“To be trusted is a greater compliment than to be loved.”
– George MacDonald
As we adjust her position on the surgical table, I spot some short, vertical scars on the front of her neck. The parallel slashes sit directly over her enlarged thyroid — a goiter — and appear to have been deliberately placed. There are two sets of scratches, one set on either side of the neck, nearly identical in length and evenly spaced. I rub my finger across the marks; they are superficial and do not extend deeply into the underlying tissues. The scars are punctuation marks on the otherwise smooth, taut skin of the young African woman.
My Kenyan colleague notices my interest.
“Those are tribal,” my friend tells me.
“What do they represent?” I ask.
“They are not ceremonial markings. No, those were made by a folk healer. The healer cuts in the skin and puts medicines and herbs under the surface to make the goiter go away.”
“Does it work?”
He looks at me and smiles. “Well, no. But they try, anyway.”

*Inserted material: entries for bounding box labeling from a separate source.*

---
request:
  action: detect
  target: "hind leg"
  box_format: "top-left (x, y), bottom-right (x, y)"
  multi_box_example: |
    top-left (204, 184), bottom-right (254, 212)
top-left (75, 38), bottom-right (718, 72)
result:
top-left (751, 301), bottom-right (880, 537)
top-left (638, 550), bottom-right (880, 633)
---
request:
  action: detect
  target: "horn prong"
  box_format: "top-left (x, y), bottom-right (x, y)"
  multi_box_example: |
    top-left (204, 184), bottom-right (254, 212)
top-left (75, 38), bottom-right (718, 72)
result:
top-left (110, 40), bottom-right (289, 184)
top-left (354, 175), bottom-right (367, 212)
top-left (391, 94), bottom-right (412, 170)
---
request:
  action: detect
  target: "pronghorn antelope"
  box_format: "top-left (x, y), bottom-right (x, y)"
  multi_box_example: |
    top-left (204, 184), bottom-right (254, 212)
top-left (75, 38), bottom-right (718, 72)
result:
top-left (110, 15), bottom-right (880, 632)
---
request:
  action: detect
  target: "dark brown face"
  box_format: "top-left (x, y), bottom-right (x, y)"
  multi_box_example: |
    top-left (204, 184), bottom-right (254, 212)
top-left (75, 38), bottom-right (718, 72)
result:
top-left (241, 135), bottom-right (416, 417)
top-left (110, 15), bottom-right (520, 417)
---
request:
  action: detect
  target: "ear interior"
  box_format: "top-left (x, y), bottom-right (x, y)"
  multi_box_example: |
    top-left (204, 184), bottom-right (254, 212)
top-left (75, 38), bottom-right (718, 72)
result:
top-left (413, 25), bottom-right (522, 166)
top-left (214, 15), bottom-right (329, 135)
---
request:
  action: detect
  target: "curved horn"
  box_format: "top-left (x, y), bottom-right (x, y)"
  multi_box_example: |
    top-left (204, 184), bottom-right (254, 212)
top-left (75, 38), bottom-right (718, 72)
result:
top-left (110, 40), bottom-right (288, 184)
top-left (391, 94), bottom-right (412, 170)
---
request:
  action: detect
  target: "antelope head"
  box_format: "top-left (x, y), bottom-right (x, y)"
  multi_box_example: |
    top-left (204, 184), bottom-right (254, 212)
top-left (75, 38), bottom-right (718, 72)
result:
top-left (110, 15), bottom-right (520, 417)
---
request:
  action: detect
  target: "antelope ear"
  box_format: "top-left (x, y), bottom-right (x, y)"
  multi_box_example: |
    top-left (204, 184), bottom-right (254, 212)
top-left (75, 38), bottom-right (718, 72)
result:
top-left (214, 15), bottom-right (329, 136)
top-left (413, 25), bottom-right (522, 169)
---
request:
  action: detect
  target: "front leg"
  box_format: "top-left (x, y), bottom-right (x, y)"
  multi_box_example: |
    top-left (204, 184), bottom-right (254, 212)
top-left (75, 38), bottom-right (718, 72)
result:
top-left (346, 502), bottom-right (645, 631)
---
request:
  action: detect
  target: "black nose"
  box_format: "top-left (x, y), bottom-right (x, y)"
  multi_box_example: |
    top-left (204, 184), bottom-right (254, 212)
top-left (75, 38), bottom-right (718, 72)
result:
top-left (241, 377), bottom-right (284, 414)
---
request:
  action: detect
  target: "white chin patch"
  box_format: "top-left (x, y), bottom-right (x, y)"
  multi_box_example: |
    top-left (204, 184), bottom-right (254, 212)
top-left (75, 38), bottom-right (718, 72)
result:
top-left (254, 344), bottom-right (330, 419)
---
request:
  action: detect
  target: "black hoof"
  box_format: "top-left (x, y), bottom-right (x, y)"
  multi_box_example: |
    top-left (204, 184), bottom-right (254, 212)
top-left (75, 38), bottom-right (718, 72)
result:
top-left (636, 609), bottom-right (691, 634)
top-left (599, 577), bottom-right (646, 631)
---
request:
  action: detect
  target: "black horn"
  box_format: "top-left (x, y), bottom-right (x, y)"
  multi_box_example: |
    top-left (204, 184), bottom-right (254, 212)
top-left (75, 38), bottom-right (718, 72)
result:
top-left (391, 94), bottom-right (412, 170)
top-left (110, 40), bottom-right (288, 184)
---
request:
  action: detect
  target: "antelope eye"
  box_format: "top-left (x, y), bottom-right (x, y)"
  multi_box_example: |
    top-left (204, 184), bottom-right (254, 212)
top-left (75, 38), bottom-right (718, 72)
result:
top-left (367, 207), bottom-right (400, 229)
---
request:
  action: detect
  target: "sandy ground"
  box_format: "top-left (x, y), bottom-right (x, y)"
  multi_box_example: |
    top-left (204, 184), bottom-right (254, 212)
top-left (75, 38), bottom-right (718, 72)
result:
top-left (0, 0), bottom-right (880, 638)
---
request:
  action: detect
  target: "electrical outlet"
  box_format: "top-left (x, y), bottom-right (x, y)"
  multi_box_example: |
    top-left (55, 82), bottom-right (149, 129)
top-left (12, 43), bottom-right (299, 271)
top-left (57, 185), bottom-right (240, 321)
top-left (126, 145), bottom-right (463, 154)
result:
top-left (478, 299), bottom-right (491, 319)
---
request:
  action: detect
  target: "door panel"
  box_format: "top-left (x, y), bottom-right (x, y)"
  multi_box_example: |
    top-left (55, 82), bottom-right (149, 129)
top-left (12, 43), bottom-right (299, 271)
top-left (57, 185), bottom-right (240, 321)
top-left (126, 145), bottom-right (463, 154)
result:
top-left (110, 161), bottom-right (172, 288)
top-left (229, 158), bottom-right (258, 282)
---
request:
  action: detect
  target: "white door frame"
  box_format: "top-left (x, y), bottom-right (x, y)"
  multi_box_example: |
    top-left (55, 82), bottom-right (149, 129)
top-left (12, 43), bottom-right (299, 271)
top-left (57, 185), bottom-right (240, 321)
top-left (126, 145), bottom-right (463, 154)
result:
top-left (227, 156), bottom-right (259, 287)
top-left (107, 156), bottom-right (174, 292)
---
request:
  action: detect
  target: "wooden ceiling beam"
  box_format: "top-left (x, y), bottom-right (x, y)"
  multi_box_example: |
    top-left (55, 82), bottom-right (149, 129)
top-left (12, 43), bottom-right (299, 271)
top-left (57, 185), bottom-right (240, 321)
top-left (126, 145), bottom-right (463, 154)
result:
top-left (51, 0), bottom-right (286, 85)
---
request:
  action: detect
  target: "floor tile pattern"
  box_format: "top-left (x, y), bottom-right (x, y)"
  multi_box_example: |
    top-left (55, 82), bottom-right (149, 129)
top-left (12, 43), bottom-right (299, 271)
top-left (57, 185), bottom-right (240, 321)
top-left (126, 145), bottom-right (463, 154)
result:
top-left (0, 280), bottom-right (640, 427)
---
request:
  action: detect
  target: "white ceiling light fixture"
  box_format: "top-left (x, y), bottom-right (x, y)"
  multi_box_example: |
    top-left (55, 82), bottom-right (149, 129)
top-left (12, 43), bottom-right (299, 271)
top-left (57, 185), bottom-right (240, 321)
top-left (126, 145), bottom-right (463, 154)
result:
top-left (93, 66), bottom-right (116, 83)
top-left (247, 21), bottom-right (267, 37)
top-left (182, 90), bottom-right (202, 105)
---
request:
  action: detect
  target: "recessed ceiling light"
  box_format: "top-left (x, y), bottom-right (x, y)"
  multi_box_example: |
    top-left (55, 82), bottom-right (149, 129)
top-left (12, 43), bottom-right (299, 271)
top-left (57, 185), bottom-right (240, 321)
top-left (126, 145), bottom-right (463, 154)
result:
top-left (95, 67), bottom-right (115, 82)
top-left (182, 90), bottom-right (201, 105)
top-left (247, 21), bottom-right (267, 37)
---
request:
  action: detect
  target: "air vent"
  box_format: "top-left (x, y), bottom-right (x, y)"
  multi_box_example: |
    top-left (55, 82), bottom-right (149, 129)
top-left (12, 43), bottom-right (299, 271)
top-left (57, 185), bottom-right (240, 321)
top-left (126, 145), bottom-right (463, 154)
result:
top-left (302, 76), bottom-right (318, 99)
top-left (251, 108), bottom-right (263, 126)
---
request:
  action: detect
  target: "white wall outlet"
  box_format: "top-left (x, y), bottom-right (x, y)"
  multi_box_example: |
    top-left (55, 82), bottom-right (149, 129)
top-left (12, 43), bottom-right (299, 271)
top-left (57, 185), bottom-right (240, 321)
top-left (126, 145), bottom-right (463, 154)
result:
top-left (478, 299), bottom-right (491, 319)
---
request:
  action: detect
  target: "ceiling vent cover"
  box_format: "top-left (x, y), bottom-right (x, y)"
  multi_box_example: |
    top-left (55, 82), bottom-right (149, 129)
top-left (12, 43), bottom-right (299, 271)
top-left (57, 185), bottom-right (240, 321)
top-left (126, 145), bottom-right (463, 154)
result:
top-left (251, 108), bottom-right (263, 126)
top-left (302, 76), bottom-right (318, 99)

We are working at Moi Teaching and Referral Hospital in Eldoret, Kenya and I am assisting the local surgeons as they perfect their thyroidectomy skills. Kenya has a high proportion of people with symptomatic goiters, many of which cause problems with breathing or swallowing. The surgery to remove the thyroid is usually straightforward, but there are some tricks that we can share. In sub-Saharan Africa, skilled, confident thyroid surgeons can stay very busy.
Soon, everything is ready. The neck — along with the scars — is scrubbed and draped. We are underway.
We create a horizontal incision over the lower neck and raise the skin off of the tissues to expose the thyroid gland beneath the surface. Back in the States, we would remove both sides of the gland because both lobes are enlarged and abnormal. That is not always true here.
“I talked to her when we met in clinic,” my Kenyan colleague tells me. “She cannot afford to purchase thyroid medication if we remove her entire gland. We need to save as much as possible.”
We remove the left lobe entirely because it is pushing her windpipe far to the side and causing symptoms. On the right side, we work to save as much normal tissue as possible.
The procedure goes well. The goiter would be considered very large at home but is fairly typical here. We finish the procedure and close the wound, returning the neck skin to its place. It is one of fourteen thyroidectomies the surgeons and I will share over the course of my month working in Kenya.
We take the drapes down and prepare to move her to a cart. “Look,” I say, “the little vertical scars are still there.”
“Yes,” responds my Kenyan friend, “but now she now has a new horizontal scar, as well.”
She has seen two sets of healers to get rid of the masses in her thyroid. Both the folk healer and our surgical team gave her recommendations. Now, at last, the masses are gone.
She wakes up and we stop by the ward later to see how she is doing. The next morning, she is grateful and ready to begin the journey home. She is breathing better, and the neck skin is a little swollen.
She should heal quickly, but the scars — those small vertical marks and the longer horizontal incision — signify two moments when she placed her trust in others. Those scars will remain.